Mentre 'l'Unita'' sciopera, prende quota il progetto di un nuovo quotidiano diretto da Antonio Padellaro, predecessore della De Gregorio alla direzione del giornale fondato da Gramsci. Dovrebbe avere come testata 'Il fatto', contare su una piccola redazione e andare a occupare uno spazio politico in quel settore di opinione pubblica che guarda con simpatia all'Idv di Antonio Di Pietro. Quella con Di Pietro non sarebbe niente di piu' che una affinita' elettiva, perche' l'ex Pm ha annunciato in piu' occasioni di essere contrario ai finanziamenti pubblici che vanno all'editoria di partito e ha chiuso da tempo un foglio che era l'organo dell'Idv preferendo utilizzare ai fini informativi il suo blog.
Anche senza la crisi scoppiata a 'l'Unita'', se Padellaro fosse riuscito a convincere della bonta' del progetto di nuovo quotidiano firme come Marco Travaglio, Furio Colombo e Nicola Tranfaglia il giornale diretto da De Gregorio - secondo stime ipotetiche - avrebbe potuto perdere il 10% dello zoccolo duro dei suoi lettori piu' fedeli.

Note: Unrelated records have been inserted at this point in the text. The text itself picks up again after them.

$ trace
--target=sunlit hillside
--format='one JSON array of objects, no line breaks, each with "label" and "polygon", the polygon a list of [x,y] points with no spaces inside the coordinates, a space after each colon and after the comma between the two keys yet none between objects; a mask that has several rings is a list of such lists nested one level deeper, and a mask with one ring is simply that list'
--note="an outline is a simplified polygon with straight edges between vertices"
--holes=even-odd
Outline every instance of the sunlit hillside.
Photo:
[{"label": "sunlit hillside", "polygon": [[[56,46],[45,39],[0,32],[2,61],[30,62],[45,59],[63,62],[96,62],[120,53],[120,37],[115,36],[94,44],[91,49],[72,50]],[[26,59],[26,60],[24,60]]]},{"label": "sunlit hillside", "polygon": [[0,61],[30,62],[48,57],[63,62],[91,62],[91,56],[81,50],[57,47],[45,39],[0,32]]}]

Pure Piero Sansonetti, ex direttore di 'Liberazione', sta lavorando al progetto di un nuovo quotidiano. La testata, compiendo una piccola rivoluzione rispetto all'immaginario tradizionale della sinistra, dovrebbe essere 'L'altro'. Non piu' il richiamo alla storia del movimento operaio e dei suoi simboli, quanto piuttosto alla curiosita' per i singoli individui e alle tematiche della cittadinanza e delle liberta' (la scelta della testata sembrerebbe richiamarsi alle suggestioni degli ultimi libri di Pietro Ingrao).
Anche in questo caso, si tratterebbe di un quotidiano dalle piccole dimensioni (meno di dieci redattori nello staff) e in vendita solo nelle edicole delle principali citta'. Quanto alla proprieta', si sarebbe dichiarata disponibile una cordata di imprenditori romani che guarda con simpatia a sinistra. Un terzo progetto di quotidiano di sinistra che potrebbe presto andare in edicola riguarda la trasformazione di 'Notizie verdi', il foglio della Federazione dei Verdi.

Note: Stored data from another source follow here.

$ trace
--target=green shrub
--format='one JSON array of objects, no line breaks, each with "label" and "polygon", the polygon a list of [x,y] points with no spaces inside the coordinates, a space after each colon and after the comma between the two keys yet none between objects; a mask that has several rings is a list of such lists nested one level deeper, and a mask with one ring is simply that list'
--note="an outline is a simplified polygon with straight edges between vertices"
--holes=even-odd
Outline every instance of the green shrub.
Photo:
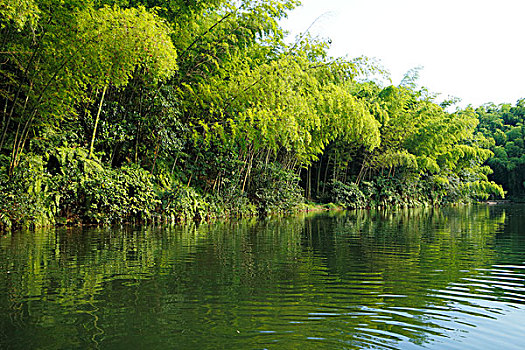
[{"label": "green shrub", "polygon": [[147,222],[160,204],[153,175],[136,165],[112,169],[69,147],[57,148],[47,161],[62,223]]},{"label": "green shrub", "polygon": [[207,197],[210,203],[210,215],[213,217],[249,217],[257,214],[257,206],[253,204],[246,192],[229,187],[219,194]]},{"label": "green shrub", "polygon": [[161,214],[169,221],[202,219],[208,216],[209,203],[195,189],[180,181],[160,195]]},{"label": "green shrub", "polygon": [[262,215],[289,211],[304,201],[299,176],[278,163],[257,164],[247,192]]},{"label": "green shrub", "polygon": [[87,221],[95,223],[147,222],[160,201],[154,178],[137,166],[103,169],[82,179],[80,196]]},{"label": "green shrub", "polygon": [[11,177],[7,176],[7,157],[3,156],[1,164],[0,230],[53,225],[58,203],[42,157],[25,155]]},{"label": "green shrub", "polygon": [[330,180],[327,184],[325,200],[339,204],[347,209],[356,209],[366,206],[367,198],[359,187],[354,184],[344,184],[338,180]]}]

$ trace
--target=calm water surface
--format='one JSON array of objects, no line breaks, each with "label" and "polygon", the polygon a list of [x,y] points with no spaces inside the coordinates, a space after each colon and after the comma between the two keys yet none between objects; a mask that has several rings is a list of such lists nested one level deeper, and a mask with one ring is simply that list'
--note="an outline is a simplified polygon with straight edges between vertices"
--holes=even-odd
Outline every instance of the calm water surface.
[{"label": "calm water surface", "polygon": [[0,237],[1,349],[523,349],[525,206]]}]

'Avremmo voluto mandarlo in edicola il 21 marzo, primo giorno di primavera, ma il progetto slittera' al massimo di qualche settimana. La testata si chiamera' 'Terra' o 'Live'. Partiremo con otto pagine per crescere gradualmente. Sara' il primo quotidiano ecologista italiano', annuncia all'Asca l'editore Luca Bonaccorsi. Il quotidiano, diretto da Pino Di Maula, gia' direttore del settimanale 'Left', un passato in Legambiente, avra' una vocazione 'glocal': grande attenzione ai temi della democrazia energetica ma anche molte inchieste sul territorio (discariche, raccolta differenziata dei rifiuti, cementificazione) per indicare cattive e buone pratiche ecologiche da parte di enti locali e cittadini.
Prova invece in questi giorni a ricontrattare il proprio debito con le banche 'il manifesto', altro quotidiano storico della sinistra che ha potuto superare le difficolta' degli ultimi mesi grazie al sostegno della sottoscrizione dei propri lettori e alla conferma dei fondi della legge sull'editoria per i prossimi due anni da parte del governo. Qui per ora e' il probabile cambio di direzione a fare notizia: al tandem Mariuccia Ciotta-Gabriele Polo, ormai a fine mandato, potrebbe subentrare il tandem Norma Rangeri-Marco Bascetta o quello formato da Roberto Tesi-Tommaso Di Francesco. Tocchera' alla redazione, nei prossimi giorni, votare e scegliere.